Overview

Safety Study of OA-235i in Subjects With Nonalcoholic Steatohepatitis

Status:
Recruiting
Trial end date:
2024-04-01
Target enrollment:
0
Participant gender:
All
Summary
This study is a Phase 1, first-in-human single-dose escalation study to evaluate the safety, tolerability, pharmacokinetics and pharmacodynamics of OA-235i in subjects with nonalcoholic steatohepatitis.
Phase:
Phase 1
Accepts Healthy Volunteers?
No
Details
Lead Sponsor:
Oasis Pharmaceuticals, LLC
Collaborators:
Mayo Clinic
National Institute of Diabetes and Digestive and Kidney Diseases (NIDDK)
Criteria
Inclusion Criteria:

1. Male and female subjects between the ages of 18 and 70 years, inclusive, at Screening.

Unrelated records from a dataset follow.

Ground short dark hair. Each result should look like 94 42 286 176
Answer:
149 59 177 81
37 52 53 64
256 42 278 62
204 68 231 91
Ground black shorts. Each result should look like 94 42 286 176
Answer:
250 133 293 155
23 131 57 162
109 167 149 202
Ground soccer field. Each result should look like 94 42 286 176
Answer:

2. Body mass index (BMI) of ≥25 and <40 kg/m2 with a total body weight 50-150 kg
(inclusive) at Screening and Day 1 Pre-dose.

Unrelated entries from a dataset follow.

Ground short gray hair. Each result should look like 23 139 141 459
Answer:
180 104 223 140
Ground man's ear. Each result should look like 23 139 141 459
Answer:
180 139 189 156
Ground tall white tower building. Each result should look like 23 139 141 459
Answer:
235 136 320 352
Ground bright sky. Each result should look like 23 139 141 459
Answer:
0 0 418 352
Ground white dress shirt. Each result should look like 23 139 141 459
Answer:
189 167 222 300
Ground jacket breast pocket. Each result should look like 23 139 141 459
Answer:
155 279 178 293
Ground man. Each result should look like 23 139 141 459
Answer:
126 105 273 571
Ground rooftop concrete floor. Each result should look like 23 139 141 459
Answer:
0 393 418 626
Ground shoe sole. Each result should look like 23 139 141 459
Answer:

3. Suspected or confirmed diagnosis of noncirrhotic NAFLD/NASH with no fibrosis to
moderate fibrosis (stages F0-F2) by one of the following:

1. Histologically with liver biopsy within 2 years prior to Screening (documentation
with pathology report); or

2. Radiologically with ≥5% steatosis measured by magnetic resonance imaging-derived
proton density fat fraction (MRI-PDFF), or controlled attenuation parameter
(CAP™) >288 dB/m via FibroScan® assessment or presence of hepatic steatosis on
abdominal ultrasound; and an increased serum alanine aminotransferase (ALT) >30
U/L within 1 year prior to Screening; or

3. Clinically with a diagnosis of Metabolic Syndrome (MetS) reflecting the presence
of at least 3 of 5 factors/criteria (ie, abdominal obesity, elevated
triglycerides, reduced HDL-C, elevated blood pressure, and/or elevated fasting
glucose [IFG or type 2 diabetes mellitus]) as defined by the National Cholesterol
Education Program's Adult Treatment Panel III (NCEP ATP III) [Grundy 2005]; and
seronegative hepatitis B and C; and fatty liver on imaging within 1 year prior to
Screening.

Exclusion Criteria:

1. History or presence of cirrhosis by any diagnostic measure (clinical, imaging,
histopathology, or laboratory).

2. Evidence of decompensated liver disease (laboratory or clinical abnormalities-
ascites, variceal bleeding, etc.).

3. History or presence of other concomitant liver disease (eg, hepatitis B & C, alcoholic
liver disease, autoimmune liver disease, primary biliary cirrhosis, primary sclerosing
cholangitis, hemochromatosis, Wilson's disease, alpha-1 antitrypsin (A1AT) deficiency,
bile duct obstruction, liver primary or metastatic cancer, drug-induced liver disease.